Si bien el Rey nunca se casó, estuvo comprometido fugazmente con su prima Sofía Carlota de Baviera, con la que compartía la pasión por Wagner y a la que se refería como Elsa, un personaje de fantasía de la ópera romántica Lohengrin de Wagner. En su diario personal dejó registrada su preocupación porque no se conocieran sus deseos sexuales y se pudiera mantener fiel a los dogmas católicos. Incapaz de hacer pública su homosexualidad, Luis II se internó en un mundo de fantasía, con personajes como Sofía, viviendo la profunda frustración de todos aquellos reyes sabedores de que nunca tendrán sucesor.
Del mismo modo, su ambición de unificar en torno a Baviera los dispersos reinos germánicos chocó con la pujanza de Prusia.
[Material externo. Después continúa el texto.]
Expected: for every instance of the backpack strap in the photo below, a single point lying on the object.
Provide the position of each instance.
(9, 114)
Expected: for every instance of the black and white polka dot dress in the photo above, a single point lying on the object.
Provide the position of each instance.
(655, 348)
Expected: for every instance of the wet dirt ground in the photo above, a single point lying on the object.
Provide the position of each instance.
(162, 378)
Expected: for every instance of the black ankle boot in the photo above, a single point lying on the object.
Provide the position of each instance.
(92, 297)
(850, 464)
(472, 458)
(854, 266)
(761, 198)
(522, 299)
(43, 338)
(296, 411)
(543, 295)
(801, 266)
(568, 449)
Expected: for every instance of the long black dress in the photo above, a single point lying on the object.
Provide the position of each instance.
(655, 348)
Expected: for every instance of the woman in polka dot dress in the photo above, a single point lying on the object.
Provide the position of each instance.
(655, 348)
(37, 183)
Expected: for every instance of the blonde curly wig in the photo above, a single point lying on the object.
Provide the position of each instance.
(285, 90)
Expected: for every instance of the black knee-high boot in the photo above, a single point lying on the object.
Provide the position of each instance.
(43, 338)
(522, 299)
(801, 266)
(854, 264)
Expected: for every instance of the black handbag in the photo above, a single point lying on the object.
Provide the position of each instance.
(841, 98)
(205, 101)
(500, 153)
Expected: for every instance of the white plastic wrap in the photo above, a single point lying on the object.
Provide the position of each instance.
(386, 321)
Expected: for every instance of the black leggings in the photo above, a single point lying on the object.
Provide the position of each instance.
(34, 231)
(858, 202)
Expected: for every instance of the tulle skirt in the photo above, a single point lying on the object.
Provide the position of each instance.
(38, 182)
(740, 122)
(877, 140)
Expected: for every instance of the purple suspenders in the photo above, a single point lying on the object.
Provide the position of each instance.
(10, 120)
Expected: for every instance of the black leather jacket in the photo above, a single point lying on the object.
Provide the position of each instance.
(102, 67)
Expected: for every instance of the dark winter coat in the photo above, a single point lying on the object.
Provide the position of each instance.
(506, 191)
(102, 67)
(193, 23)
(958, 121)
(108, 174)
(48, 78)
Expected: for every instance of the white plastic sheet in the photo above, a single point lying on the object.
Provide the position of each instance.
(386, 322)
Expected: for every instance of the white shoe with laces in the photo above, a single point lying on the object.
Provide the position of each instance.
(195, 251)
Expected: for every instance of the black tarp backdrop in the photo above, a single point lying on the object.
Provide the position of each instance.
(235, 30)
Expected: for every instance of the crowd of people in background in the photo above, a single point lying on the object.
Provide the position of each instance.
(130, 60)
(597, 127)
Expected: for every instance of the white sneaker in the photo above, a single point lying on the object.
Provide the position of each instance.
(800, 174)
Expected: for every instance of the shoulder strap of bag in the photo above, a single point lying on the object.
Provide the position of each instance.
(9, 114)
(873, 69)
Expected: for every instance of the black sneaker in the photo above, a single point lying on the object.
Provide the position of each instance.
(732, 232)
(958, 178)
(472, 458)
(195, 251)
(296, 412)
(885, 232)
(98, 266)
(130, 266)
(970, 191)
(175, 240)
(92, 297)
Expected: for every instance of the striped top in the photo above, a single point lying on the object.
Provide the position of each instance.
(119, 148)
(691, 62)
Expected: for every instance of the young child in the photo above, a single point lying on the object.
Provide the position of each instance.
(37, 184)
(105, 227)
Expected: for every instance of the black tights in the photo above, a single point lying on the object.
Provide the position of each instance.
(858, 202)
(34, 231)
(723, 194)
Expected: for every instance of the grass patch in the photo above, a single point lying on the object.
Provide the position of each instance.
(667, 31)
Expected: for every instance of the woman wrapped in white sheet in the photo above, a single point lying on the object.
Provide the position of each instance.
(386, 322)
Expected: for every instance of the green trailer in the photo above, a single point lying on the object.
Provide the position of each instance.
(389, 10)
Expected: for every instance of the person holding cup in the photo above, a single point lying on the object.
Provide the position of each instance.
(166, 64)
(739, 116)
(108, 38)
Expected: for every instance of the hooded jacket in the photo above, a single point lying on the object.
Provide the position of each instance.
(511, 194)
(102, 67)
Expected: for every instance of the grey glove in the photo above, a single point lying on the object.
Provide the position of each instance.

Tras su derrota contra Prusia en la Guerra de las Siete Semanas, Luis II se vio obligado a alinearse a partir de entonces del bando de Otto von Bismarck. Si bien los distintos reinos mantuvieron cierta autonomía, incluidas sus coronas, la fundación del Imperio alemán bajo la Dinastía de los Hohenzollern, en 1871, situó a los Reyes de Baviera y Sajonia (los dos reinos más grandes después de Prusia) y otros príncipes menores camino de la extinción.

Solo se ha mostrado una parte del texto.